CMRS Faculty Roundtable: “Three Most Mysterious Women and the Genesis of Dante's Divine Comedy” Can anything new be said about Dante? Professor Aino Paasonen (Antioch University, LA, CMRS Associate) will discuss Dante's allegorical canzone of exile, Tre donne intorno al cor mi son venute (“Three women have encircled my heart...”) as the key to a new understanding of the creative process that led to the Commedia. In the theater of Dante's heart, three women visit Amor, the god of Love, who does not at first recognize them. Only one of them tells him her name and her birthplace: Drittura (Rectitude/Justice), born at the source of the Nile. The second woman is Drittura's daughter, and the third woman is born of the second.
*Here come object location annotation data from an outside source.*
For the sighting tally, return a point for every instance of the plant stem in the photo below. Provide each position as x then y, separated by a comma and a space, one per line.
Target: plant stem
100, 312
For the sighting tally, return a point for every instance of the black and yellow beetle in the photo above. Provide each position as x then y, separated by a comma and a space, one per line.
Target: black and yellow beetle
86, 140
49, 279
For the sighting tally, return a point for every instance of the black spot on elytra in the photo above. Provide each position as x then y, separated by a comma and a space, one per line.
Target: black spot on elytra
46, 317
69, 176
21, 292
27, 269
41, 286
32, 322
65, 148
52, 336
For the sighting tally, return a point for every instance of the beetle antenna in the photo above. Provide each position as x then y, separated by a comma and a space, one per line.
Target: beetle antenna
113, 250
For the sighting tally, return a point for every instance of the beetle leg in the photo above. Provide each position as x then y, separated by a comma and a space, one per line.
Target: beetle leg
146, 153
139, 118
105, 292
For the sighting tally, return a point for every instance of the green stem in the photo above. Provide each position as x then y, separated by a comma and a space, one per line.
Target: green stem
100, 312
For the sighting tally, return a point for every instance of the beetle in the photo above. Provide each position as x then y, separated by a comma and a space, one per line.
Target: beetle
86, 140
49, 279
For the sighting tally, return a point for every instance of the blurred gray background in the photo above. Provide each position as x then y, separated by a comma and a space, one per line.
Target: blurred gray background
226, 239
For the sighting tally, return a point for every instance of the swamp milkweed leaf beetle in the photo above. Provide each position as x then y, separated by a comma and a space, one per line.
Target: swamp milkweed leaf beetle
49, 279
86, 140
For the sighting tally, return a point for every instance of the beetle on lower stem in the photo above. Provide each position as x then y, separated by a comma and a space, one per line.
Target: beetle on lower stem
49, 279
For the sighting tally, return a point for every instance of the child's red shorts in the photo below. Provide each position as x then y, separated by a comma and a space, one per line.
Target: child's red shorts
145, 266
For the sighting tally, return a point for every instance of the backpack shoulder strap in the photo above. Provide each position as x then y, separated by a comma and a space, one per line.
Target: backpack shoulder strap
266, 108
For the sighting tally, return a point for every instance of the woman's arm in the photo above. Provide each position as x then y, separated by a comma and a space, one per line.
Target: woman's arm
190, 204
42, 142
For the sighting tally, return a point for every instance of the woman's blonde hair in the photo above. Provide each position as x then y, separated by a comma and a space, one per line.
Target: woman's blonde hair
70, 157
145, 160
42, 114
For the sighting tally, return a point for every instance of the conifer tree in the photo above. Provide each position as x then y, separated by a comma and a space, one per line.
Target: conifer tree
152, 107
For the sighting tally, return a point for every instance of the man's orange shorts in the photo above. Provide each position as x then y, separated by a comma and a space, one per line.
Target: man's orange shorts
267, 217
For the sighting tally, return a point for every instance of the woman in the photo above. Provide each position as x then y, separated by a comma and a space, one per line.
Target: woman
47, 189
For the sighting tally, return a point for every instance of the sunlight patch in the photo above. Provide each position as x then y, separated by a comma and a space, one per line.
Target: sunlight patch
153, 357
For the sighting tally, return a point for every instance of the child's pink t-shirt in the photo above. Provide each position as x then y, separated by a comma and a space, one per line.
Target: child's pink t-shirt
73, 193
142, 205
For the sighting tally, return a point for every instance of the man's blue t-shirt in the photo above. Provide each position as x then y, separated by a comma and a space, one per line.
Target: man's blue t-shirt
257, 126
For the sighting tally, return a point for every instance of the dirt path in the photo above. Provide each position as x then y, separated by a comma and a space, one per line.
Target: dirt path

Who are they? The conversation Dante overhears sparks a rebirth of his identity, a realignment of his life as a man and as a poet. In sending his canzone out into the world, Dante challenges his reader to identify the tre donne. Enlisting recent research as well as Helen Vendler's notion of "characteristic authorial patterns," this talk also seeks to imagine the concatenated events that led Dante to abandon his doctrinal works, the Convivio and the De vulgari eloquenzia, pushing them aside like the boosters of a rocket launched towards the stars. About this 107-line canzone, the Dante scholar, Remo Fasani has said, “If, for some reason, I had to save just one page, one single page of all Italian poetry, it would be this canzone.”
Medieval Slavic Workshop CMRS is one of the co-sponsors of the annual Medieval Slavic workshop, coordinated by Professor Gail Lenhoff (Slavic Languages and Literatures, UCLA). For further information on presenters and topics, download the schedule (PDF 15kb).
California Medieval History Seminar The California Medieval History Seminar meets at the Huntington Library to discuss pre-distributed research papers. Participants are expected to have read the papers in advance and come prepared to discuss them. The California Medieval History Seminar is supported by a grant from the Andrew W. Mellon Foundation, as well as the CMRS, the Huntington Library, and the Caltech Huntington Committee for the Humanities
CMRS Distinguished Visiting Scholar Lecture: “Believing the Impossible: Aethiopika and Critical Romance” In this lecture, Professor Jonathan Crewe (Dartmouth University) argues that one important feature of critical romance, at least since the Aethiopika, is its tendency to empower belief and limit skepticism. Despite or because of the ironic hyper-skepticism of sophisticated authors regarding the tropes, conventions, and wish-fulfilling imperatives of the genre, skepticism becomes an object as well as the medium of critical interrogation.
Fourteenth History of the Book Lecture The History of the Book Lecture series brings eminent scholars to UCLA to share their expertise about medieval and Renaissance books. Father Justin of St. Catherine’s Monastery, Mount Sinai, Egypt, presents the fourteenth lecture in the series. He will discuss the history of the library at the monastery and current projects underway to preserve its precious volumes, while at the same time making them more accessible to scholars.
CANCELED--CMRS Faculty Roundtable Professor Mortimer Chambers (History, UCLA) discusses his work on the subject of "Lorenzo Valla's Translation of Thucydides."